The Hayward - one of Britain's most thought provoking and bold buildings - has been transferred into an adult playground. "Psycho Buildings" presents artist's take on architecture, offering a challenging and inspirational assessment of how we use space. The exhibition opens with Ernesto Neto, immediately invoking smells and textures I'd previously experienced at Tate Liverpool. This offered a perfect mirror for the feelings invoked by the exhibition as a whole - uneasy familiarity, brooding uncertainty, and awe at majestic craftsmanship. Do Ho Suh's 'Fallen Star' is the perfect sculptural homage to PhD transit, showing an imaculate scale model of his childhood home crashing through his university digs in New York. A simple, brutal take on migration and cultural disjoint.

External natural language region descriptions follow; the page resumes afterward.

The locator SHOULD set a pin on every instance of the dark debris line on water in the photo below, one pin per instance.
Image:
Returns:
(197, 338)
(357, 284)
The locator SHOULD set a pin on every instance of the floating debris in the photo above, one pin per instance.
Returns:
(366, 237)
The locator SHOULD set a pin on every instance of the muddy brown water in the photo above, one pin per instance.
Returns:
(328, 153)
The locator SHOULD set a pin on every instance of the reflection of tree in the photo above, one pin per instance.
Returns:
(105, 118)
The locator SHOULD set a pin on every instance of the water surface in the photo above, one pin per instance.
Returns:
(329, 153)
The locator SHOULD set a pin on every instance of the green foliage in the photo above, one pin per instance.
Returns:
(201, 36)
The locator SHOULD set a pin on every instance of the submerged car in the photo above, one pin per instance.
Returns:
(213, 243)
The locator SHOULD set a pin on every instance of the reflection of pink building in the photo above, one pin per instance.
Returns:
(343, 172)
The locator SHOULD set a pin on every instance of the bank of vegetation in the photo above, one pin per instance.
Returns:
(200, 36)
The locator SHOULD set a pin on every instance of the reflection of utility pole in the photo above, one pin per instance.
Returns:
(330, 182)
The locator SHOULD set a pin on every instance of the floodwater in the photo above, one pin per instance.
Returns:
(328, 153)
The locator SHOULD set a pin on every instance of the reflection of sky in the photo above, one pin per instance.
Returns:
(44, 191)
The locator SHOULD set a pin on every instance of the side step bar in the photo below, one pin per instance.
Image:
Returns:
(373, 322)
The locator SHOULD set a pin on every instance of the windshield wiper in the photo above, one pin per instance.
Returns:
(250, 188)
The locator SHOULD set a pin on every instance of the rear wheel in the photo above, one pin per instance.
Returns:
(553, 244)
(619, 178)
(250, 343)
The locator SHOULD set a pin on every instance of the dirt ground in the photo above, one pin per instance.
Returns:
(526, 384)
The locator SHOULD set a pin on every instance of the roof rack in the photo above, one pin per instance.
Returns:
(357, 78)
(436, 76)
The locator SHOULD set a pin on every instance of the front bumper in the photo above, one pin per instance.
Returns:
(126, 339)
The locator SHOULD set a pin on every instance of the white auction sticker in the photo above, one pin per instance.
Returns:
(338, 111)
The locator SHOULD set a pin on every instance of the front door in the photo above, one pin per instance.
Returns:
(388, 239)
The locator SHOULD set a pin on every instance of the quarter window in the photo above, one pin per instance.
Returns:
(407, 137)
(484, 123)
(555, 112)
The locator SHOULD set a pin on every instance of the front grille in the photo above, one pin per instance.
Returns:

This leads towards Los Carpinteros' 'Show Room'', an animated still depicting some form of explosion within a minimal urban space. It was haunting, eerie, and demonstrated the seemlessness of the total experience. Beautifully crafted fabrics and imaginative bolser wood constructions made repeat performances, and the creative use of outside space. The viewer was thrust fully inside the show, exploring all the way, getting lost, following people through doors without signs, wandering and wondering whether you've missed anything out.
The reason I noticed the exhibition was the large "Crystal Maze" type external bubble, sadly closed due to the weather. But the roof was also utilised for a scaffolded cinema playing black and white films to the soundtrack of the London traffic below. Elsewhere a sunken roof had been transformed into a boating lake, and we bobbed along an infinity pool a few storeys high. Pretty terrifying, but an increible inversion of space.
This was art as it should be - it grabbed you by the shirt, slapped inhibitions off your face, but in a thought through, holistic manner. Catch it while you can.